137 Seiten, Dissertation Technische Universität München (2015), Softcover, A5

Zusammenfassung / Abstract

Caseinolytic proteases (ClpPs) are large oligomeric protein complexes that contribute to cell homeostasis. The highly conserved bacterial ClpP is considered a promising target for anti-virulence therapy of bacterial infections. Yet, despite numerous studies about ClpP in general, there is still little research focusing on ClpP derived from the food-borne pathogen Listeria monocytogenes. L. monocytogenes expresses two ClpP isoforms, ClpP1 and ClpP2, whereof ClpP2 forms an active tetradecameric enzyme. ClpP1 is an inactive heptamer and has to form a heterooligomeric complex with ClpP2 to become an active protease. This thesis focuses on the structural and biochemical characterization of the heterocomplex ClpP1/2 as well as its interaction with the associated chaperone ClpX.

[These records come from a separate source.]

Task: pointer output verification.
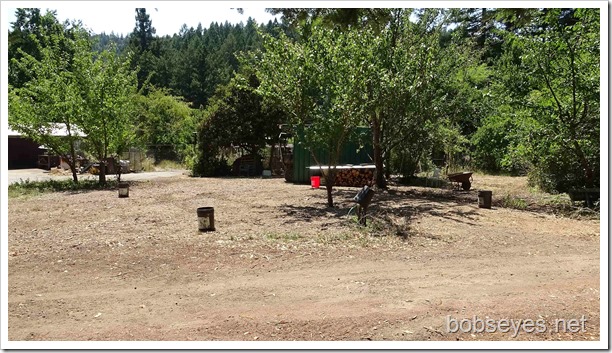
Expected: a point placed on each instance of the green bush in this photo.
(28, 187)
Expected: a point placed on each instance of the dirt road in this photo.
(91, 266)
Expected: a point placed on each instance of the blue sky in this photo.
(166, 17)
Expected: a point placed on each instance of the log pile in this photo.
(354, 177)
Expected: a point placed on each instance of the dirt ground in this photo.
(281, 266)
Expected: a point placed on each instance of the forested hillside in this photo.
(499, 90)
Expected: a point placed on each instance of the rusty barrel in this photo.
(124, 189)
(206, 219)
(484, 198)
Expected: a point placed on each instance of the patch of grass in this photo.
(424, 181)
(25, 188)
(290, 236)
(148, 165)
(168, 165)
(517, 203)
(328, 238)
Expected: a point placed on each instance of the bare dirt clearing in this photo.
(92, 266)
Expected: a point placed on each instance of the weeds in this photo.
(26, 187)
(290, 236)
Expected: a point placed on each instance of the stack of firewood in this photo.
(354, 177)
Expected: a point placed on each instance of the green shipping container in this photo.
(356, 150)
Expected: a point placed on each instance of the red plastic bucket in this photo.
(315, 182)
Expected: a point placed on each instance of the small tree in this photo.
(237, 116)
(320, 83)
(556, 59)
(106, 107)
(47, 102)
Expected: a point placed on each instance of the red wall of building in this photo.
(22, 153)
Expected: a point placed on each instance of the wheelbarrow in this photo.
(461, 180)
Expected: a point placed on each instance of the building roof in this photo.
(57, 130)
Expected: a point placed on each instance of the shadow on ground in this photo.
(391, 211)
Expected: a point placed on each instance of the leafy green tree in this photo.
(47, 102)
(319, 82)
(31, 32)
(166, 120)
(105, 101)
(237, 116)
(556, 58)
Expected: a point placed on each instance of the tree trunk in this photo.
(102, 178)
(329, 184)
(378, 157)
(75, 178)
(72, 163)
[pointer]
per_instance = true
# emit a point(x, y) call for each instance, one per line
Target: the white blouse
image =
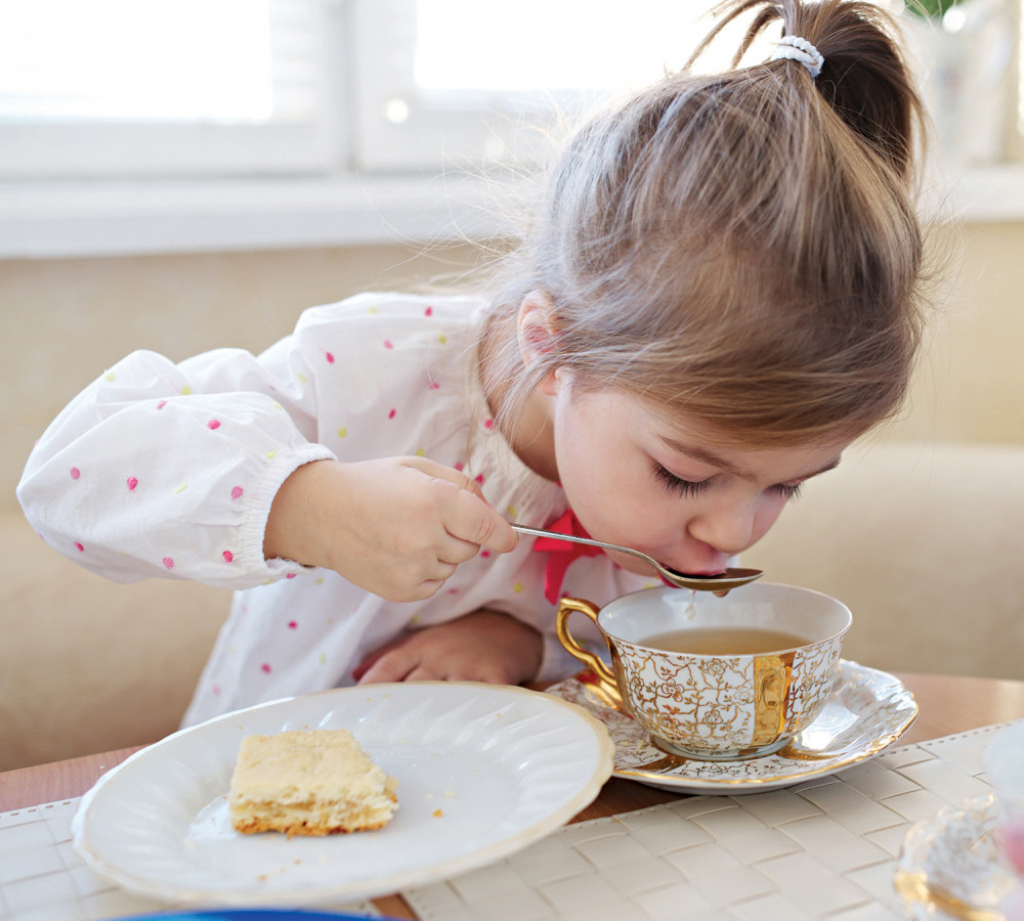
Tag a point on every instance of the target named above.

After developing an orthogonal affinity-tag strategy to purify the ClpP1/2 heterocomplex, the crystal structure of this complex was solved. The peptidolytic activity of the ClpPs as well as the proteolytic activity of the corresponding ClpXP complexes were probed via in vitro peptidase assays and chaperone-associated proteolytic degradation of ssrA-tagged green fluorescent protein (GFP). Large differences between the activity of the homocomplex ClpP2 and the heterocomplex ClpP1/2 were observed. While the heterocomplex had a decreased peptidase activity, it had in combination with ClpX a 9-fold increased protease activity compared to the corresponding ClpXP2 complex. This elevated catalytic rate may aid the rapid removal of unfolded proteins under stress conditions. Transcriptome analysis of stress-induced changes via real-time PCR revealed a 7-fold up-regulation of ClpP1 and ClpP2 transcript levels upon heat stress. By dissecting the single steps of the whole degradation process it could be demonstrated that the reason for the enhanced proteolytic activity of the heterocomplex is a higher affinity for ClpX. Furthermore, electron microscopy pointed to a unidirectional binding of ClpX to the heterocomplex.

The results help us understand how L. monocytogenes may facilitate its intracellular stress tolerance by the use of two different ClpPs, with the heterocomplex being the enhanced version.